Pantau - Menteri Pemberdayaan Perempuan dan Perlindungan Anak (PPPA), Arifah Fauzi, menyatakan penyesalan atas putusan pengadilan militer dalam kasus kekerasan terhadap anak yang menyebabkan kematian MHS (16 tahun) di Deli Serdang, Sumatera Utara.
Vonis Dinilai Terlalu Ringan, Kementerian Tekankan Kepentingan Anak
Dalam pernyataannya, Arifah menilai vonis yang dijatuhkan terlalu ringan jika dibandingkan dengan ketentuan Undang-Undang Perlindungan Anak.
"Setiap bentuk kekerasan terhadap anak adalah tindak pidana yang tidak dapat ditoleransi dan harus diproses secara transparan, adil, dan memberikan efek jera yang setimpal," tegas Arifah.
Ia menekankan bahwa Kementerian PPPA menghormati proses hukum yang berlangsung, termasuk kewenangan peradilan militer, namun mendorong agar perlindungan anak menjadi pertimbangan utama.

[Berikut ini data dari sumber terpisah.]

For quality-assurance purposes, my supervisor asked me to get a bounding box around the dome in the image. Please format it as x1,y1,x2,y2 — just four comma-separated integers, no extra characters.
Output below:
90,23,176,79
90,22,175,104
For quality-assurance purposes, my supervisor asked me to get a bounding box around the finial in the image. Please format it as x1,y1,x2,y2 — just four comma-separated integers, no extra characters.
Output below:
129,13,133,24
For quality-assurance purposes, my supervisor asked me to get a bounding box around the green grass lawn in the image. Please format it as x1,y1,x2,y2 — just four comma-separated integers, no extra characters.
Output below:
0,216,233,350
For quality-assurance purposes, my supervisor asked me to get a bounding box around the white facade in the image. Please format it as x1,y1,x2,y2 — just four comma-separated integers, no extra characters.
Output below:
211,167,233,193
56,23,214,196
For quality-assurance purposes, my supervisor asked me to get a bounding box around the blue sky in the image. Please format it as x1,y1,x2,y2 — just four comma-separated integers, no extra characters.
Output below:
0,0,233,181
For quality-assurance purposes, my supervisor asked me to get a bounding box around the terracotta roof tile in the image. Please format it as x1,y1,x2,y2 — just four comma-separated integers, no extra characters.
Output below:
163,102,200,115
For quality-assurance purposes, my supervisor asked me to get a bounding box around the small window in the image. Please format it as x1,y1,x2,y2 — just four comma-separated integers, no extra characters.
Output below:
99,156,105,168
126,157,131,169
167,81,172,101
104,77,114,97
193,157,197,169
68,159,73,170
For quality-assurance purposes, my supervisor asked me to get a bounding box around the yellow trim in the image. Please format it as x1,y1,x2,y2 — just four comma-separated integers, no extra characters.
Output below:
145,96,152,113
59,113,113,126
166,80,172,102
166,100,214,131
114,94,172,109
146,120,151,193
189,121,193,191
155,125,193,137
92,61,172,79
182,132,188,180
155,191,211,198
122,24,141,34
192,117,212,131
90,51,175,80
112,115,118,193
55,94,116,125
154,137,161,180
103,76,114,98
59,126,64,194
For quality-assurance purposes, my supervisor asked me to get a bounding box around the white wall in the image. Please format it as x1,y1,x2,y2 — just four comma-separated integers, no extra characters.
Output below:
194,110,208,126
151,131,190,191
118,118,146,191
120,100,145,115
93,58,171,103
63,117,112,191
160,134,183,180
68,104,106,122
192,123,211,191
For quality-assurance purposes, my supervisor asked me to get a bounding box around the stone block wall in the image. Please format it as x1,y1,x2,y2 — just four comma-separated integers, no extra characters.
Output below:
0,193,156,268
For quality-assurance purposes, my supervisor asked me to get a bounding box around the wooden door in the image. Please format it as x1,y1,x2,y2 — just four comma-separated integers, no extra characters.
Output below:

"Kementerian PPPA menghormati seluruh proses hukum yang tengah berjalan, termasuk kewenangan peradilan militer. Namun, kami mendorong agar seluruh aparat penegak hukum, baik di peradilan umum maupun militer, menempatkan kepentingan terbaik bagi anak sebagai pertimbangan utama dalam setiap proses dan putusan. Terlebih, berdasarkan Undang-Undang Nomor 34 Tahun 2004 tentang TNI, pelanggaran hukum pidana umum semestinya diproses di peradilan umum, bukan peradilan militer," jelasnya.
Ia menegaskan bahwa tidak ada ruang bagi toleransi terhadap pelaku kekerasan anak.
"Negara wajib hadir memastikan keadilan dan perlindungan terbaik bagi setiap anak Indonesia," ujarnya.
Korban Tidak Terlibat Tawuran, Vonis Jauh dari Ancaman Maksimal
Kasus ini bermula pada 24 Mei 2024, ketika MHS dan seorang temannya berada di lokasi tawuran di Jalan Pelican, Deli Serdang.
Saat aparat datang untuk membubarkan tawuran, MHS diduga ditangkap dan dianiaya oleh seorang oknum Babinsa hingga mengalami luka berat dan meninggal dunia.
Penyelidikan mengungkap bahwa MHS tidak terlibat dalam aksi tawuran tersebut.
Ibu korban melaporkan kejadian ini ke Detasemen Polisi Militer I/5, yang kemudian memproses kasus tersebut melalui peradilan militer.
Setelah lebih dari satu tahun proses hukum, pengadilan militer memutuskan hukuman 10 bulan penjara dan mewajibkan pelaku membayar restitusi sebesar Rp12.777.100.
Vonis tersebut dinilai jauh lebih ringan dibandingkan dengan ancaman maksimal 15 tahun penjara sebagaimana diatur dalam Pasal 76C Jo. Pasal 80 ayat (3) Undang-Undang Nomor 35 Tahun 2014 tentang Perlindungan Anak.